Re: What happened to strict_mime?
* Wed Mar 21 2007 TAKAHASHI Tamotsu <ttakah@xxxxxxxxxxxxxxxxx>
> * Tue Mar 20 2007 Thomas Roessler <roessler@xxxxxxxxxxxxxxxxxx>
> > The way in which this code iterates through AssumedCharset in
> > convert_nonmime_string is clumsy at best. (A better way to go
> > through it would be to safe_strdup() the entire thing, use strtok on
> > the copy, and then free the temporary buffer.)
>
> Thanks for your advice. I like your implementation.
> I didn't know of strtok.
>
>
> > So, from a casual glance at this code, two suggestions:
>
> > - Please clean up this code.
>
> I'm going to try.
I've finished cleaning it up.

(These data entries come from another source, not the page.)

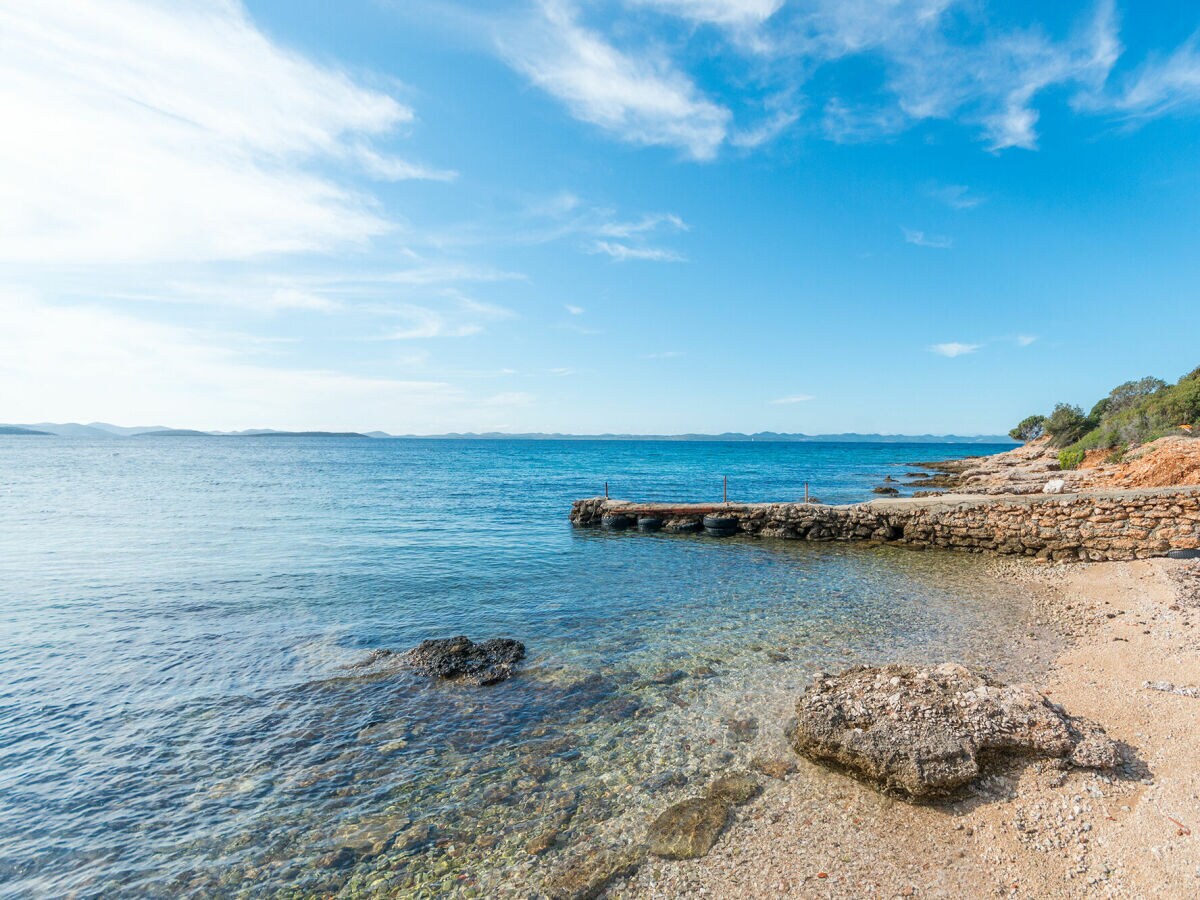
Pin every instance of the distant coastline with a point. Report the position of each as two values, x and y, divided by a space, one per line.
106 431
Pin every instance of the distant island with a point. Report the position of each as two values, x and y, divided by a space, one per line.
106 431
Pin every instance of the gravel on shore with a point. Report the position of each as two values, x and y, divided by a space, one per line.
1027 828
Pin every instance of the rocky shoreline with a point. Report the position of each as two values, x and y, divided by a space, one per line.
1030 826
1095 526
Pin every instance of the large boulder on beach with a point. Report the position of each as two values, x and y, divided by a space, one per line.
461 659
924 732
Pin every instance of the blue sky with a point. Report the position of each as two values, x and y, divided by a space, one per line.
621 215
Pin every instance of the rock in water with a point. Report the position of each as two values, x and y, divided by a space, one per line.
459 658
689 828
923 731
588 877
736 789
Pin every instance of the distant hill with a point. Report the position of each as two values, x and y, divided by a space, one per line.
269 433
70 430
172 433
125 432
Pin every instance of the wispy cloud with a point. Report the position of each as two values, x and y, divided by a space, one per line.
953 348
954 196
641 99
623 252
82 361
737 13
459 317
643 225
936 241
202 137
1161 85
793 399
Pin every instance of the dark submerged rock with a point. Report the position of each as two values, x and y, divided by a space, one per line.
925 732
459 658
587 877
689 828
736 789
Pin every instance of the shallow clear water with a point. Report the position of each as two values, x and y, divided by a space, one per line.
177 616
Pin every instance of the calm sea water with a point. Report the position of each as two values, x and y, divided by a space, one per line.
177 618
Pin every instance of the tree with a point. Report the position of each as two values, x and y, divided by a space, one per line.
1126 395
1066 425
1031 427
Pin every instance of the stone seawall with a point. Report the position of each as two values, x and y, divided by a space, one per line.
1095 526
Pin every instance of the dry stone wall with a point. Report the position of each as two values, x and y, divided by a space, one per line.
1095 526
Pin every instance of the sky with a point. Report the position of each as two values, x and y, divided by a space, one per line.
651 216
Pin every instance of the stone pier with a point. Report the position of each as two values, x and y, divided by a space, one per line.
1093 526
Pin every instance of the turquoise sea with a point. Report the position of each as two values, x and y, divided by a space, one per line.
177 618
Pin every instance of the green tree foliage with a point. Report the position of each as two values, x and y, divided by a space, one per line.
1031 427
1131 393
1066 425
1071 459
1133 413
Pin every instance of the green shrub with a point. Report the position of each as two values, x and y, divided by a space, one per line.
1133 413
1066 425
1031 427
1071 459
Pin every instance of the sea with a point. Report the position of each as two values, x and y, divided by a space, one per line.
183 712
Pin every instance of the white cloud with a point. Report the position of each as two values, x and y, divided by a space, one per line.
641 99
793 399
83 363
736 13
159 131
391 168
623 252
462 317
646 223
954 348
935 241
954 196
1161 85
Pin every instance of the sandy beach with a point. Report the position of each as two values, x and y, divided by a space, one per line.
1027 828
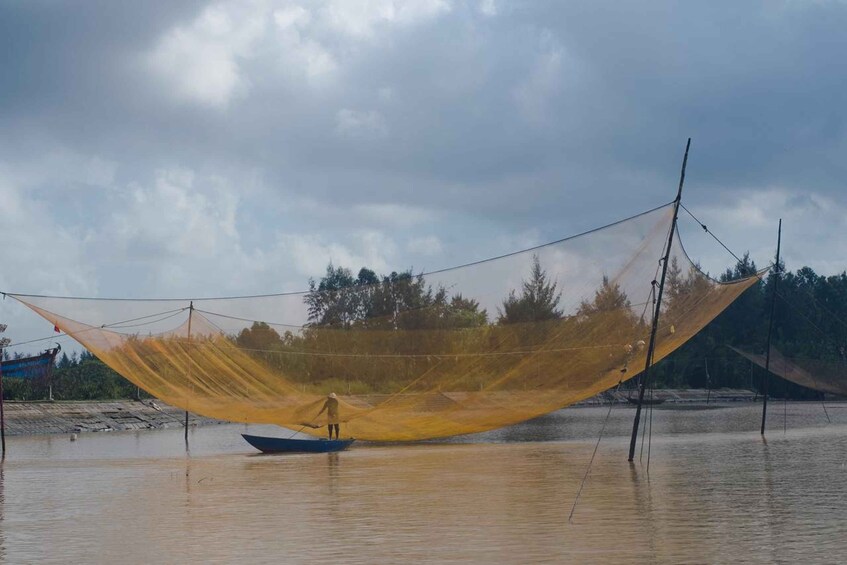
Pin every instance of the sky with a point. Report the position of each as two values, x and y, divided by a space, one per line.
162 149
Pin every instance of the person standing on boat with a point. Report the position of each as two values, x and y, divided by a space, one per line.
331 407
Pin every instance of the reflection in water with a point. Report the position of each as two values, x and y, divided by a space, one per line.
2 510
715 493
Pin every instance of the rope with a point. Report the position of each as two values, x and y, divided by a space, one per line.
706 229
104 326
594 453
302 292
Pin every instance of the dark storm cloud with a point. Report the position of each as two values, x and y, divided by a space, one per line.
405 133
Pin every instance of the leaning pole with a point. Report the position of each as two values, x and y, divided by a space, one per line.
645 377
770 330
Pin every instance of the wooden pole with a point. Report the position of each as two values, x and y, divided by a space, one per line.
645 377
770 330
190 313
2 415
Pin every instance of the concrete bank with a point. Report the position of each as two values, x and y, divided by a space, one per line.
65 417
28 418
675 396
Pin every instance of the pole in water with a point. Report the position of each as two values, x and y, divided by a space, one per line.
770 331
3 343
2 416
190 312
645 376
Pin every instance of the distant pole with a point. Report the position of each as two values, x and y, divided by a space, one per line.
2 416
3 343
770 330
645 377
190 312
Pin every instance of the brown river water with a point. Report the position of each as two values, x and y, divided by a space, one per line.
715 492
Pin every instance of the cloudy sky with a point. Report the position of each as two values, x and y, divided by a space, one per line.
213 148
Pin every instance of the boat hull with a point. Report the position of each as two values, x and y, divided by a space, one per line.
284 445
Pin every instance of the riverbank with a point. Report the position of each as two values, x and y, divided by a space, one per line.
67 417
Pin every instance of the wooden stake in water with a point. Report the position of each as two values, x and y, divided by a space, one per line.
770 330
645 376
190 312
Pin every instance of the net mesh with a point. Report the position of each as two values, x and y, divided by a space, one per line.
413 357
816 374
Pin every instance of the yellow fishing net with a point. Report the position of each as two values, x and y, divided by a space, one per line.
413 357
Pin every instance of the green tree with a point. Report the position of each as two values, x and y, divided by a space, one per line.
538 301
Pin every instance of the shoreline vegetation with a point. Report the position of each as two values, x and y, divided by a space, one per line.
704 362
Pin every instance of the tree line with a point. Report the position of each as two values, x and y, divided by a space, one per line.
810 322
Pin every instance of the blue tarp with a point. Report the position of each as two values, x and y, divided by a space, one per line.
30 367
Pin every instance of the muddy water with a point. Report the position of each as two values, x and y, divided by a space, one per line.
715 493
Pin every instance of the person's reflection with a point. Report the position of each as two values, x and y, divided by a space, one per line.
333 470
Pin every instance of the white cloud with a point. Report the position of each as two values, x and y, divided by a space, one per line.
392 215
536 93
428 245
360 124
488 8
362 18
813 234
310 254
200 61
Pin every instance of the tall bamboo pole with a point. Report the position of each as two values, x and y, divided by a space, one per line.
645 377
190 314
2 415
770 330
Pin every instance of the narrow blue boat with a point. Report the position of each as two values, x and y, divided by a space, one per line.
285 445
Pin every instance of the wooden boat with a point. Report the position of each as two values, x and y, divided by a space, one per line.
285 445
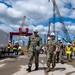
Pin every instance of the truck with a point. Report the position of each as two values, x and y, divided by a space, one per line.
3 42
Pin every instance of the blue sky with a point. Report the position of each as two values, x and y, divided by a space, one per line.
37 15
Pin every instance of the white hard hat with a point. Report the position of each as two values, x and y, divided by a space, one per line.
16 41
61 41
48 38
68 43
9 41
19 47
59 38
52 34
35 30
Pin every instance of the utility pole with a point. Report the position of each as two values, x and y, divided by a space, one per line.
44 39
53 15
49 28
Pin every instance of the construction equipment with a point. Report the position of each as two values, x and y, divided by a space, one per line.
22 25
3 42
63 25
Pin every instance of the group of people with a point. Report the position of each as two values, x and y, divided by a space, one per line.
14 48
55 51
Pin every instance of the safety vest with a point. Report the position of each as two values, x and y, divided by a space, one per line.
68 50
15 47
74 48
8 45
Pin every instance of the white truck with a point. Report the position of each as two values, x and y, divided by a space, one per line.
3 42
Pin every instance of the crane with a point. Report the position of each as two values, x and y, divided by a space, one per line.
22 25
63 25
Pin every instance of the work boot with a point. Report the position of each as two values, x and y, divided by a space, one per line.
36 68
48 69
62 62
29 69
52 69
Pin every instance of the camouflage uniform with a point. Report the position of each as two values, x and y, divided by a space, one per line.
61 49
32 52
58 52
50 54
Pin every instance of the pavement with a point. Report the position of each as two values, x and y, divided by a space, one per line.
17 66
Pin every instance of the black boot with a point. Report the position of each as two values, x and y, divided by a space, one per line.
62 62
29 69
36 68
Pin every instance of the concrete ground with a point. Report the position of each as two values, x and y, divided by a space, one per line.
17 66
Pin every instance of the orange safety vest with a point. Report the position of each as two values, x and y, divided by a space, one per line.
9 45
73 48
68 50
15 47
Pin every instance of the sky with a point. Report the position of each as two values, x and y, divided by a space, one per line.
38 13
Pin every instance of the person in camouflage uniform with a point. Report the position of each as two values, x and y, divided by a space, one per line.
34 46
51 53
60 50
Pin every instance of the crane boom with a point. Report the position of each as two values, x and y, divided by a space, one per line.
23 22
63 25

Attached.
If Alain's "pass-thru" option is not needed,
the code can be even shorter.
--
tamo
diff -r a6da24788400 charset.c
--- a/charset.c Wed Mar 21 11:29:20 2007 -0700
+++ b/charset.c Thu Mar 22 16:15:34 2007 +0900
@@ -288,18 +288,25 @@ int mutt_chscmp (const char *s, const ch
return !ascii_strcasecmp (buffer, chs);
}
+/* Returns a buffer which should be freed later.
+ * The content of the buffer is:
+ *
+ * - "us-ascii" if AssumedCharset is NULL or ""

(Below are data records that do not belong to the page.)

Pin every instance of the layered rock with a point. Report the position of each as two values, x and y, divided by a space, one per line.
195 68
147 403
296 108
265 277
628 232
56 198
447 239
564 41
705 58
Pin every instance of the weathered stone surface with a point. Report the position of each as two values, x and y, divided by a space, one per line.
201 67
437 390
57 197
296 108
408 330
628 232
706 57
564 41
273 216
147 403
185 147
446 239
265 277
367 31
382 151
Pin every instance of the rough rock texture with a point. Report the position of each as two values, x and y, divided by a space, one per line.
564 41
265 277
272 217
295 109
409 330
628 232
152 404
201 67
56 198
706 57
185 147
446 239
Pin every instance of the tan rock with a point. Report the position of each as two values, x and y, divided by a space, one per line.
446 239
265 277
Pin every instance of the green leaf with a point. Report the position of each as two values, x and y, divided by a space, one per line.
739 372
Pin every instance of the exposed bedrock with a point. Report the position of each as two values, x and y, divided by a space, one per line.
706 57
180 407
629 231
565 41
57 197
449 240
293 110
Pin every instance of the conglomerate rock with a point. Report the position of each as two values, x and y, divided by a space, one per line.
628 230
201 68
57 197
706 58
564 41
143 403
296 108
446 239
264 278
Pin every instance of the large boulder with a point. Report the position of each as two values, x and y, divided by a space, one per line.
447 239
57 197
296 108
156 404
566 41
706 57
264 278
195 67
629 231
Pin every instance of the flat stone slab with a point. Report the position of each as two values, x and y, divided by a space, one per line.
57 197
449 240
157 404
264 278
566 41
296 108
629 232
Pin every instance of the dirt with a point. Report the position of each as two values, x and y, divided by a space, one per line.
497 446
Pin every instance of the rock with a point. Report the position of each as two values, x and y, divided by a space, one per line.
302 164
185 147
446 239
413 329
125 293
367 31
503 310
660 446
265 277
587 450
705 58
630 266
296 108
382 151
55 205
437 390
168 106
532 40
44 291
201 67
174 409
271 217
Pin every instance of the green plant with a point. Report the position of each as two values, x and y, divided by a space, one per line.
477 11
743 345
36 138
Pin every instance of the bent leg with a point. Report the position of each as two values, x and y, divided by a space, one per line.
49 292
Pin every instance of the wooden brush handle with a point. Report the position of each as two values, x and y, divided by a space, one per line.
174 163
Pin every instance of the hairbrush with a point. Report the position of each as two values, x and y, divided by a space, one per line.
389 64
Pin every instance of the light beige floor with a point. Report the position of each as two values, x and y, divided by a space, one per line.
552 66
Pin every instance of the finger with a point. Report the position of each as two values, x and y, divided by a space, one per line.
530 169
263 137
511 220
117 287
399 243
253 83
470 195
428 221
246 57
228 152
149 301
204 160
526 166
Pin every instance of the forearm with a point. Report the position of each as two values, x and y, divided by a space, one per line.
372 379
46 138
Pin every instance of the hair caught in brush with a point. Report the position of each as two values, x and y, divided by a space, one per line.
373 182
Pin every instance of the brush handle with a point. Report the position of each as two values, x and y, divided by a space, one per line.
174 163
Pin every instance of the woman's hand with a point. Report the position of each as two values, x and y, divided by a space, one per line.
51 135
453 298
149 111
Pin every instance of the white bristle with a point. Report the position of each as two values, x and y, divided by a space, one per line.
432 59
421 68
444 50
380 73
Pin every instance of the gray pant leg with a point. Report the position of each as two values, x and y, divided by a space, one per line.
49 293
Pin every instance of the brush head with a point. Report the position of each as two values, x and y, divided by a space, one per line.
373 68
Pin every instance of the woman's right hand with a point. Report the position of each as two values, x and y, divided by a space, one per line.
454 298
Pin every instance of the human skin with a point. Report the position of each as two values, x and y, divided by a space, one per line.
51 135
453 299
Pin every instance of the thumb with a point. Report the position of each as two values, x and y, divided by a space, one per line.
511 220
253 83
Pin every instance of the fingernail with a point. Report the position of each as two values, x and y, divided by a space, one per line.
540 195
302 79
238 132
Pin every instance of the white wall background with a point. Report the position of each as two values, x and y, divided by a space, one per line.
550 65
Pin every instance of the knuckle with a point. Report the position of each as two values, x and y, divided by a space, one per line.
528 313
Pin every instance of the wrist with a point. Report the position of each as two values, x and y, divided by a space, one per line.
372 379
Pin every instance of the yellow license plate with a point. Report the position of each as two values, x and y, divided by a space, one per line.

+ * - the first entry of AssumedCharset
+ * (this entry can be "")
+ */
char *mutt_get_default_charset ()
{
- static char fcharset[SHORT_STRING];
- const char *c = AssumedCharset;
- const char *c1;
-
- if (c && *c) {
- c1 = strchr (c, ':');
- strfcpy (fcharset, c, c1 ? (c1 - c + 1) : sizeof (fcharset));
- return fcharset;
- }
- return strcpy (fcharset, "us-ascii"); /* __STRCPY_CHECKED__ */
+ char *s;
+
+ if (!AssumedCharset || !*AssumedCharset)

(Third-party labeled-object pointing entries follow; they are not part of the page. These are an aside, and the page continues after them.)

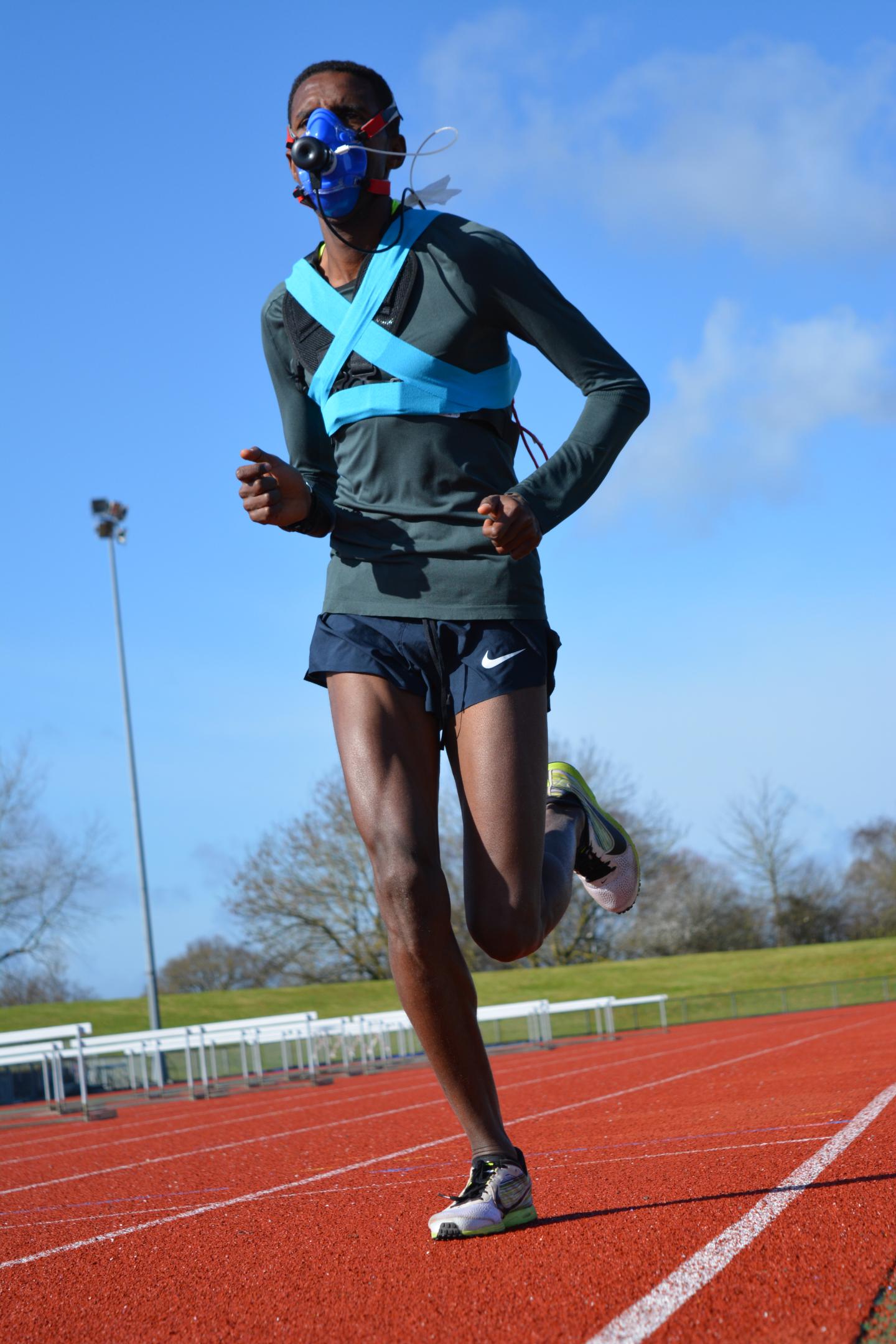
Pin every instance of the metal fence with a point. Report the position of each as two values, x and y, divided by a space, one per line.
759 1003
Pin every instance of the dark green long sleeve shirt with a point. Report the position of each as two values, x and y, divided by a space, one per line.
398 493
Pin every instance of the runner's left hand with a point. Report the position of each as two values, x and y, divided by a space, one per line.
511 525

+ return strdup ("us-ascii");
+
+ s = strdup (AssumedCharset);
+ /* If it begins with ":", make it empty */
+ if (s != strtok (s, ":"))
+ *s = '\0';
+ return s;
}
#ifndef HAVE_ICONV
diff -r a6da24788400 handler.c
--- a/handler.c Wed Mar 21 11:29:20 2007 -0700
+++ b/handler.c Thu Mar 22 16:15:34 2007 +0900
@@ -1443,10 +1443,10 @@ void mutt_decode_attachment (BODY *b, ST
if (istext && s->flags & M_CHARCONV)
{
char *charset = mutt_get_parameter ("charset", b->parameter);
- if (!charset && AssumedCharset && *AssumedCharset)
- charset = mutt_get_default_charset ();
- if (charset && Charset)
- cd = mutt_iconv_open (Charset, charset, M_ICONV_HOOK_FROM);
+ char *assumed_charset = mutt_get_default_charset ();
+ if ((charset || *assumed_charset) && Charset)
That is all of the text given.